En mis brazos
Ligia desfallecía en mis
brazos. Era como un ángel con esa débil mirada perdida.
Su rostro blanco como el de
una geisha que contenía una sonrisa
que parecía la de un ángel, aunque yo nunca he visto ni veré a los ángeles pero
su leve mueca de alegría me embargaba.
Ligia, mi Ligia.
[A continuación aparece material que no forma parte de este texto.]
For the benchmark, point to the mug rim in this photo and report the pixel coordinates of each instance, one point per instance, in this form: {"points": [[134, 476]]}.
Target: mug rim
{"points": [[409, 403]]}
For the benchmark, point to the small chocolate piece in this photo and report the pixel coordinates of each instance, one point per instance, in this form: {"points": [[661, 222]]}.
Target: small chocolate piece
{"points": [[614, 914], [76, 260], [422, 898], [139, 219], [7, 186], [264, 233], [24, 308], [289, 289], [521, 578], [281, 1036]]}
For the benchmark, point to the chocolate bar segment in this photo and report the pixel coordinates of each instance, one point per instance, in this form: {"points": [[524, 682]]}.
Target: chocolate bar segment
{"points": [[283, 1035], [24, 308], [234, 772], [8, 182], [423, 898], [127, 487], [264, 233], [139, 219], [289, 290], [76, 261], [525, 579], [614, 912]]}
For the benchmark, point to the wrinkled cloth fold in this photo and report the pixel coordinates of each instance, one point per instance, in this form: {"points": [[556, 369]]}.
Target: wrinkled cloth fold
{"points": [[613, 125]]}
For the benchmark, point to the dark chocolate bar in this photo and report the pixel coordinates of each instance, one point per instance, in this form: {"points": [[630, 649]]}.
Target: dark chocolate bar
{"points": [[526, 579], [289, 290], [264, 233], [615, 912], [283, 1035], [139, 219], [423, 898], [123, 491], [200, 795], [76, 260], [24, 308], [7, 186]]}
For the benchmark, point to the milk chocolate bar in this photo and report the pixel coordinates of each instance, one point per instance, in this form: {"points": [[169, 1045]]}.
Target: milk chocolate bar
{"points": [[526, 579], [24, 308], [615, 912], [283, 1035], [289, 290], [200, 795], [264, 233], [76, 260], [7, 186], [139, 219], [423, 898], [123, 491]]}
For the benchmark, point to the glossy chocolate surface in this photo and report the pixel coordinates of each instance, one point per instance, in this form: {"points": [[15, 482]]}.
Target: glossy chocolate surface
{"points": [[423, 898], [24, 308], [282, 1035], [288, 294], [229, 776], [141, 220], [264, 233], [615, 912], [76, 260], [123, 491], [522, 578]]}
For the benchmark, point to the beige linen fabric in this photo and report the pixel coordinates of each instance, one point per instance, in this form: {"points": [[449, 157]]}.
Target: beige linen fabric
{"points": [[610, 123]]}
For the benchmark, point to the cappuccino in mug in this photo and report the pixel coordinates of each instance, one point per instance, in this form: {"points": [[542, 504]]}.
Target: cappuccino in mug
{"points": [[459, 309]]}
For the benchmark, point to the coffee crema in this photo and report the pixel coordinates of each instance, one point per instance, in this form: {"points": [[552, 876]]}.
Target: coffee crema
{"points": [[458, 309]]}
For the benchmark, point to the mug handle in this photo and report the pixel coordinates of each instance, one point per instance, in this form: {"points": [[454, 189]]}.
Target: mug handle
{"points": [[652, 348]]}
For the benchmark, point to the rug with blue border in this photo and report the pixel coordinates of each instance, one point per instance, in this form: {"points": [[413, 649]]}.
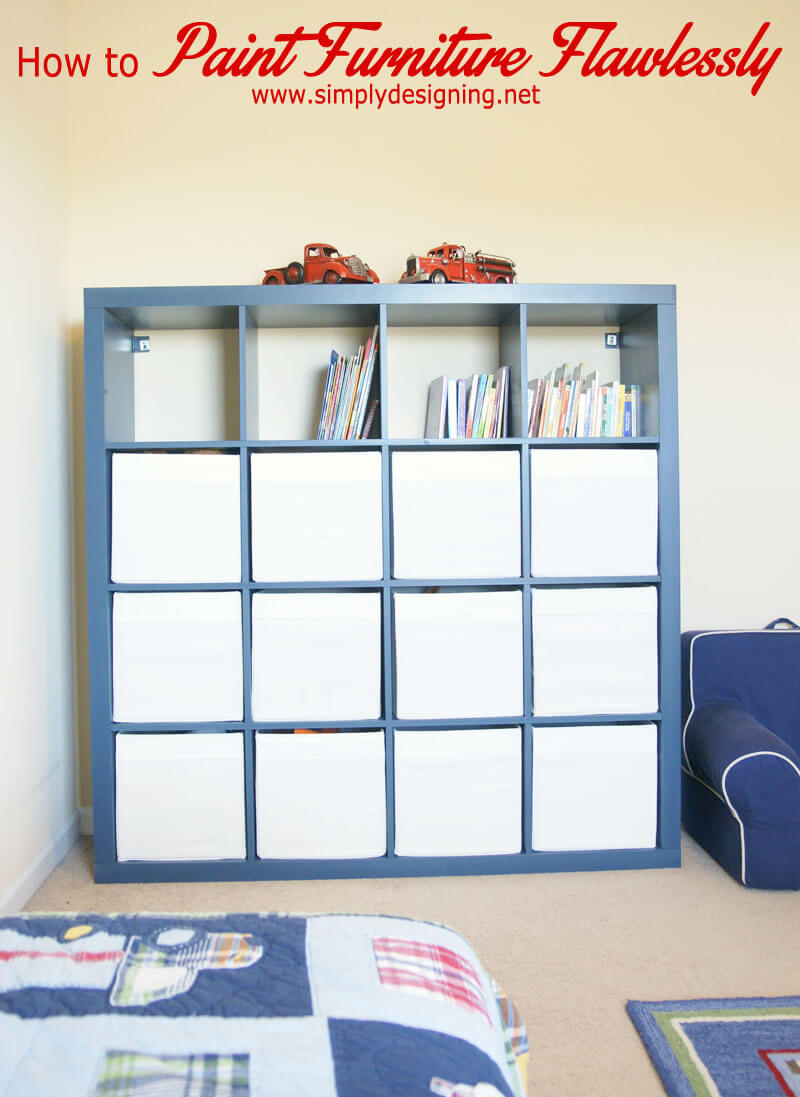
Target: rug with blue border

Aquí,
ahora, en mí, en todo su esplendor. Apenas cabía en mis brazos de tan pequeña –¿se
empequeñecía...?
Poco a poco su bello rostro
se tornaba azulado, verduzco, como el de un muerto. Pero yo, que no la quería
separar de mí, pensaba: “estás en mis brazos, ¡oh Señor!”
Tu cuerpo de tan pesado
había dejado casi dormido mi brazo izquierdo, el brazo que te sostenía. El
derecho no dejaba de hacerte caricias por la cara, los labios, los párpados
semimuertos, la piel que tibia desaparecía de esa tibieza, las uñas, las
pestañas, cómo te morías, Ligia, mi adorada Ligia, dentro de mí, entre mis
brazos.
Y ahora te quieren quitar
de mí, desprenderte de este cuerpo que me pertenece. Porque mía, eres. Y no sé
cómo decirles y gritar a todos que no te pueden separar de mí; que tu cuerpo,
tan mío, tan inerte, tan lívido sigue entre mis brazos.
Mi Ligia, mi amada. Dulces
son los recuerdos, tristes las despedidas. Te irás pero yo creo en el Señor.
Creo que me enseñará el camino de la reconciliación, de la fe, de no sé qué,
eso que me permitirá respirar cuando te hayas ido –ya te fuiste- para siempre.